Cryoglobulinemia was possible, given her ascites, neuropathy, and splenomegaly, but her serum hepatic antibody and C4 complement values were normal.3 Also, the appearance of her rash was not typical of cryoglobulinemia.
Capillary leak syndrome was ruled out by the absence of hypotensive episodes, edema of the face or upper extremities, or renal failure.4
Lymphoma was excluded by flow cytometry.
A monoclonal protein on serum electrophoresis may suggest multiple myeloma, but this patient had multisystem involvement including organomegaly, endocrinopathy, and skin abnormalities.

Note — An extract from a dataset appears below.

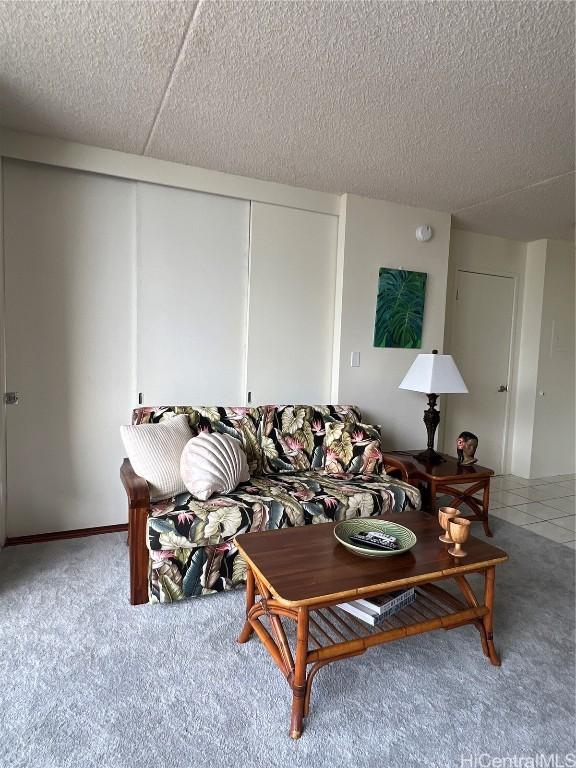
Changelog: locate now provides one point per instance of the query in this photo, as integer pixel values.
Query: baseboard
(77, 533)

Thus, POEMS syndrome is the most likely diagnosis.
4. Which test should be done at this time to confirm the diagnosis of POEMS syndrome?
- Bone marrow biopsy
- Vascular endothelial growth factor testing
- Nerve conduction study
- Complete x-ray bone survey
A test for vascular endothelial growth factor should be done. This growth factor is almost always elevated in POEMS, and a positive test helps confirm the diagnosis of POEMS. Our patient’s level was elevated at 1,664 pg/mL (reference range 31–86).
POEMS is thought to be a variant of plasma cell dyscrasia, and all patients with POEMS have a monoclonal protein on electrophoresis. On this background, multiple myeloma is an important consideration.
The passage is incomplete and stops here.